Freud sugere que, em algumas circunstâncias, a agressividade pode ser desviada para atividades sexuais, como na fantasia erótica de dominação e submissão, em que o prazer sexual é derivado do poder e da subjugação. No entanto, ele também adverte que a sublimação da agressão em Eros não é uma solução completa para o conflito humano, pois a agressividade pode facilmente ressurgir e se manifestar de forma destrutiva. Em Thanatos, por exemplo, ela pode se manifestar de diferentes formas, desde a agressão física até a hostilidade e a destrutividade emocional.
Na perspectiva freudiana, a pulsão de morte busca um retorno ao estado inorgânico e pode se expressar de maneira destrutiva, seja em relação ao próprio indivíduo ou ao mundo ao seu redor. A agressão seria, portanto, uma das formas que essa pulsão pode assumir.
Observa-se que a sublimação pode ser uma forma positiva de lidar com as pulsões do Id, mas ela não é uma solução completa para os conflitos humanos. É importante compreender que as pulsões primitivas sempre estarão presentes na psique humana e que a sublimação pode ajudar a canalizá-las de forma socialmente construtiva, mas é preciso estar atento às possíveis manifestações destrutivas que essas pulsões podem assumir.

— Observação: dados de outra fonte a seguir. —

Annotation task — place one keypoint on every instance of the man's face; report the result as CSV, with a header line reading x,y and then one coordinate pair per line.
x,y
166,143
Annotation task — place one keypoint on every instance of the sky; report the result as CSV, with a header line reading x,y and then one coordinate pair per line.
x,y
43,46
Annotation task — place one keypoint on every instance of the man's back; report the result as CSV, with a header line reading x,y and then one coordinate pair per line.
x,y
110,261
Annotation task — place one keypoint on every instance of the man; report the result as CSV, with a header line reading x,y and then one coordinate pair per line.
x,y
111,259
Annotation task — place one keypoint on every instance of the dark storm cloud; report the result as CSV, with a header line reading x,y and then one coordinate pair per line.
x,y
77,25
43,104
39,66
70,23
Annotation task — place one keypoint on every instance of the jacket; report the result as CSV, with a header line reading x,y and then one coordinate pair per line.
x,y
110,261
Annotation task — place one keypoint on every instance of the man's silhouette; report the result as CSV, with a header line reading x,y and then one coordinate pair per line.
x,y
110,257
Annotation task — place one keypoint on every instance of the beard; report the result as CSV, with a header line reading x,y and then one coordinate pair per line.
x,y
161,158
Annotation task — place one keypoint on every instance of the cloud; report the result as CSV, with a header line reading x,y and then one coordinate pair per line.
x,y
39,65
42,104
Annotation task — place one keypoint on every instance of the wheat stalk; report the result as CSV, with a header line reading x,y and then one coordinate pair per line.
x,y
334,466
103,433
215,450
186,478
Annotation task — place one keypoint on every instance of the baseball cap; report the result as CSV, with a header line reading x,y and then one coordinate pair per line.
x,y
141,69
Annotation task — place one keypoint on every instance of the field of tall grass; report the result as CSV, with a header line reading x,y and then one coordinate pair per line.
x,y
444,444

Em suma, "O Mal-Estar na Civilização" de Freud é uma obra complexa e provocativa que busca entender a natureza humana e seus conflitos em relação à cultura e à civilização. Através da teoria das pulsões, Freud explora a sublimação como uma possível solução para lidar com as pulsões primitivas do Id. Embora a sublimação possa ser uma forma positiva de canalizar as pulsões em atividades socialmente construtivas, ela não é uma solução completa para o conflito humano. É importante estar ciente da presença constante das pulsões primitivas e suas possíveis manifestações destrutivas.
Além disso, "O Mal-Estar na Civilização" também destaca a importância da cultura e da civilização na formação do indivíduo e da sociedade. A cultura e a civilização oferecem segurança, proteção e uma estrutura para o desenvolvimento humano, mas também podem ser responsáveis pelo sofrimento e pela infelicidade do indivíduo. Ao final, Freud aponta que a realização completa do indivíduo é uma tarefa difícil, mas não impossível, e que cabe a cada um buscar sua própria realização em um mundo que é inerentemente cheio de conflitos e desafios.